ÖSO’NUN DA RAZI OLACAĞI UZLAŞMA…
Çözüm için her şeyden önce Türkiye’nin İdlib başta olmak üzere Kuzey Batı Suriye’de ÖSO üzerinden kurduğu askerî kontrolden vazgeçmesi gerekecek. Daha önce böyle bir yakınlaşmanın dedikodusu bile ÖSO mensuplarını ayaklandırmaya yetmişken, şimdi kimseden ses çıkmıyor.

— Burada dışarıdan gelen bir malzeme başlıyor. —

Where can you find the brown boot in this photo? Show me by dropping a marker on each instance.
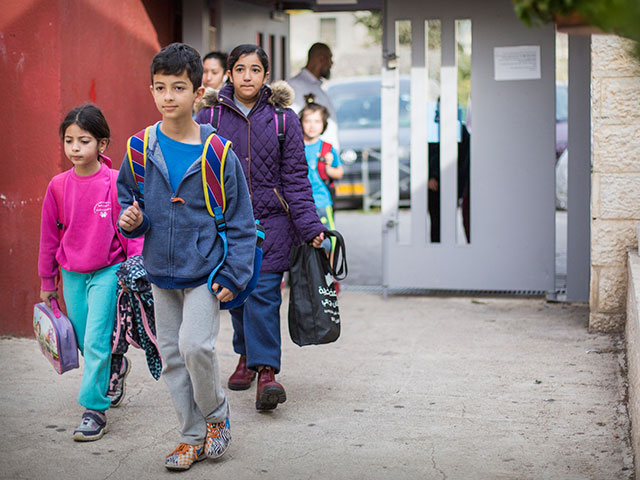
(269, 392)
(242, 377)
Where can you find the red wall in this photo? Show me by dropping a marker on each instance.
(54, 55)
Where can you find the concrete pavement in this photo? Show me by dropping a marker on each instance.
(415, 388)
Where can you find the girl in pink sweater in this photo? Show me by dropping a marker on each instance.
(79, 240)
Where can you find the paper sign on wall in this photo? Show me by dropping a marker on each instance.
(517, 63)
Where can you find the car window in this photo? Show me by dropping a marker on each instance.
(358, 104)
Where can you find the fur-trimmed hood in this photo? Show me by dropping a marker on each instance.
(282, 95)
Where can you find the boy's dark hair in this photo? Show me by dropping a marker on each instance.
(177, 58)
(245, 49)
(311, 106)
(221, 57)
(88, 117)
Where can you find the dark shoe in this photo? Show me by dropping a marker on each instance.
(218, 438)
(92, 427)
(117, 385)
(269, 392)
(241, 379)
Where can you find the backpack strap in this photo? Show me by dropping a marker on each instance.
(325, 148)
(214, 118)
(58, 188)
(281, 124)
(137, 154)
(213, 160)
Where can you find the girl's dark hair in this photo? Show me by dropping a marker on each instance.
(177, 58)
(88, 117)
(221, 57)
(245, 49)
(311, 106)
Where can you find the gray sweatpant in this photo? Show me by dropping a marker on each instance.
(187, 325)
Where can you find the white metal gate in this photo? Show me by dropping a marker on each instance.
(512, 183)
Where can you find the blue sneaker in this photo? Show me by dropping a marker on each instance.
(92, 427)
(184, 456)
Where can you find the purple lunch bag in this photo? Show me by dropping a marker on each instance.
(55, 336)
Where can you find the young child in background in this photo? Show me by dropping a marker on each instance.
(182, 248)
(320, 156)
(214, 66)
(79, 238)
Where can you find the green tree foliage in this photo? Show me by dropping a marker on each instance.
(621, 17)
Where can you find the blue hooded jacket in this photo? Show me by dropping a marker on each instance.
(181, 244)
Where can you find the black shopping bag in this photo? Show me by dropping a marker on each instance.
(314, 317)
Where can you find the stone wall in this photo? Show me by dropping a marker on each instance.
(615, 197)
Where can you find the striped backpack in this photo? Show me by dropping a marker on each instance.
(214, 155)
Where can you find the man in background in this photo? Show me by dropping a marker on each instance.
(309, 81)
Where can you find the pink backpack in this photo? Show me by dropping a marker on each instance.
(55, 336)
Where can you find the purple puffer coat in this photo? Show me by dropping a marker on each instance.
(278, 184)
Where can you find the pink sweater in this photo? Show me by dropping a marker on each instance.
(91, 240)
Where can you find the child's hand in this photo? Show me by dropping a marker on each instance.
(45, 296)
(317, 241)
(131, 218)
(224, 294)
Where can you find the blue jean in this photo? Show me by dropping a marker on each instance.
(256, 324)
(91, 305)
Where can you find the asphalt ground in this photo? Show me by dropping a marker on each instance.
(415, 388)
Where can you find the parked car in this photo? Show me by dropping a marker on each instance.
(358, 106)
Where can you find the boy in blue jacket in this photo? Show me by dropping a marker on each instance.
(182, 248)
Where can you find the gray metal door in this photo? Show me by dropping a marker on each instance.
(512, 182)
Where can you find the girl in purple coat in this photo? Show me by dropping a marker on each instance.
(244, 112)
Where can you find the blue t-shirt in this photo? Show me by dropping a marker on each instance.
(178, 156)
(321, 195)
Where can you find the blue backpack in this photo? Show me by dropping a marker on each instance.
(212, 164)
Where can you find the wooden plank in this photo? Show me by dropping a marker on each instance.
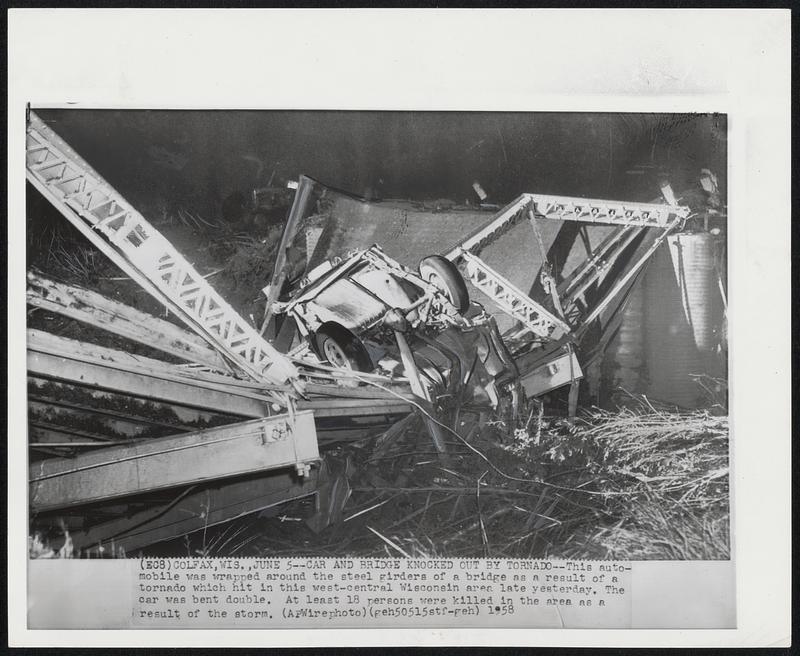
(154, 464)
(102, 312)
(197, 509)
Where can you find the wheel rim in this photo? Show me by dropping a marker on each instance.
(437, 281)
(335, 354)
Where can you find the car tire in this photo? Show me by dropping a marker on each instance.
(442, 273)
(341, 348)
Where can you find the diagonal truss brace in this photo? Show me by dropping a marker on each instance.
(514, 301)
(80, 192)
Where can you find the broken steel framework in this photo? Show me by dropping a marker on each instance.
(533, 316)
(207, 460)
(95, 207)
(252, 446)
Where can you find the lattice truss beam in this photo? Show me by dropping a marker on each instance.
(81, 193)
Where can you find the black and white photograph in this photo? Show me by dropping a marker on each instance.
(425, 334)
(399, 327)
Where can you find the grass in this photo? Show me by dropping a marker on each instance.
(639, 483)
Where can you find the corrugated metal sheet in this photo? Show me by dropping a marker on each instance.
(693, 263)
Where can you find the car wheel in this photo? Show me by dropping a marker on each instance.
(443, 274)
(341, 348)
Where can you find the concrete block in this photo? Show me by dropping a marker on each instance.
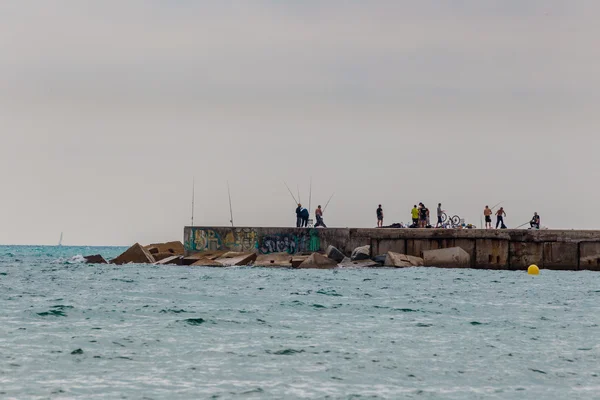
(402, 260)
(359, 264)
(383, 246)
(211, 255)
(175, 247)
(334, 254)
(278, 260)
(173, 260)
(162, 256)
(207, 262)
(491, 253)
(135, 254)
(589, 256)
(523, 254)
(361, 253)
(561, 256)
(298, 260)
(95, 259)
(233, 258)
(454, 257)
(318, 261)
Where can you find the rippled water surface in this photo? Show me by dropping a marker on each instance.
(73, 330)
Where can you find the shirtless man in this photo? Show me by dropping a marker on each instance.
(487, 212)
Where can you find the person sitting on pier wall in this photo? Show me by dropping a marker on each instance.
(298, 216)
(319, 216)
(535, 221)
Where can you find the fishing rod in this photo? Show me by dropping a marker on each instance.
(522, 224)
(310, 195)
(325, 208)
(230, 208)
(498, 204)
(193, 195)
(291, 194)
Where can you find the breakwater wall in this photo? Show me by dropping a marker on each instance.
(511, 249)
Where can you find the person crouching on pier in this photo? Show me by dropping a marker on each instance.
(319, 216)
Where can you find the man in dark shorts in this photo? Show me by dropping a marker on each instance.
(319, 216)
(440, 212)
(535, 221)
(423, 213)
(298, 217)
(414, 213)
(487, 212)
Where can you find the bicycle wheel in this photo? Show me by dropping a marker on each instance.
(455, 220)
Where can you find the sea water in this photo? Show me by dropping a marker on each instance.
(71, 330)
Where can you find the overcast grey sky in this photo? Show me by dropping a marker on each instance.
(109, 108)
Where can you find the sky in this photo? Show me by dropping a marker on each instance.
(110, 109)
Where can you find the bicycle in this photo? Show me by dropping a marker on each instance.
(450, 222)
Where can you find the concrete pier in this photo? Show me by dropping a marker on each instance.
(510, 249)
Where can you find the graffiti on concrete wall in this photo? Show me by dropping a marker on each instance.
(241, 239)
(204, 240)
(247, 239)
(290, 243)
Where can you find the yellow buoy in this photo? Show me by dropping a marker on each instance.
(533, 270)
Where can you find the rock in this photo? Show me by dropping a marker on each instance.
(233, 258)
(162, 256)
(402, 260)
(280, 260)
(95, 259)
(135, 254)
(359, 264)
(207, 262)
(298, 260)
(361, 253)
(334, 254)
(175, 260)
(153, 250)
(318, 261)
(168, 247)
(450, 257)
(211, 255)
(380, 259)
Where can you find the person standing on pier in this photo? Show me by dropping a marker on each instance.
(379, 217)
(423, 213)
(500, 214)
(304, 215)
(487, 212)
(319, 216)
(298, 216)
(535, 221)
(440, 212)
(414, 213)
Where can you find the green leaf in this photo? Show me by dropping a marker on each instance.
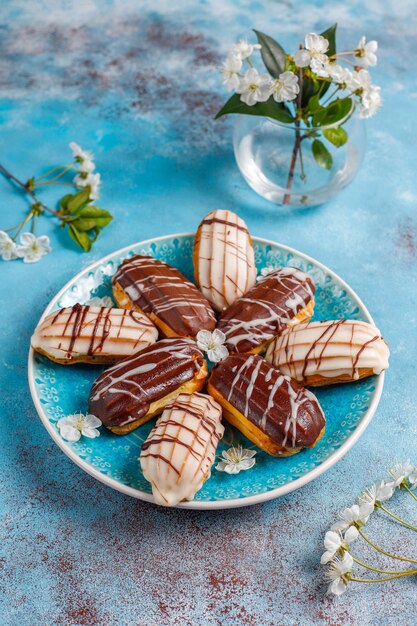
(78, 200)
(273, 55)
(337, 136)
(80, 238)
(270, 108)
(322, 155)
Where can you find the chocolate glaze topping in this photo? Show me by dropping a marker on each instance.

Demek ki Suriye Merkezî hükümeti ile temaslar ilerlemiş ve ÖSO’nun da razı olacağı bir uzlaşma sağlanmış. Türkiye’nin stratejik önceliği, Kuzey-Doğu Suriye’deki Kürt özerk bölgesinin Batı’ya doğru genişlemesini engellemek olduğuna göre, uzlaşma bu konuda garantiler sağlamış olmalı.
Kuzeydoğu Suriye’deki PKK kontrolündeki bölgeden ses çıkmıyor. Demek ki onlar da ikna edilmiş.
Türkiye’nin açtığı paslı kilidin Rusya’ya potansiyel etkilerini gözden kaçırmayalım. NATO’nun 2022 stratejik belgesine göre, Rusya Çin ile birlikte küresel güvenlik tehdidi olarak belirlenmişti. Rusya, Ukrayna ile uzayan savaş yüzünden çaptan düştü ve tehdit olmaktan çıktı. Şimdi tam tersine, Çin’den gelen ekonomik tehdidi frenlemek için ayakta kalması tercih ediliyor. Tek başına Türkiye’nin BRICS’e yaklaşma teşebbüsü ve Suriye’de değişen rolü, Rusya ile dengede tuttuğu ilişkilerden ABD’nin memnun olduğunu ve hatta destek bulduğunu gösteriyor. Rusya da NATO üyesi Türkiye’yi kaybetmemek için azami dikkat sarfediyor. Kısaca Türkiye Suriye ile ilişkilerini düzeltirken ABD’den de destek almış görünüyor.
Oyun çok ince ayrıntıları ile planlanmış ve olgunlaştırılmış görünüyor. Uzun zamandır Türkiye’den gelen teşebbüsün istikrarlı tekrarları işlerin yolunda olduğunu gösteriyor.
Çözüme Türkiye’nin de Suriye’nin de ihtiyacı var.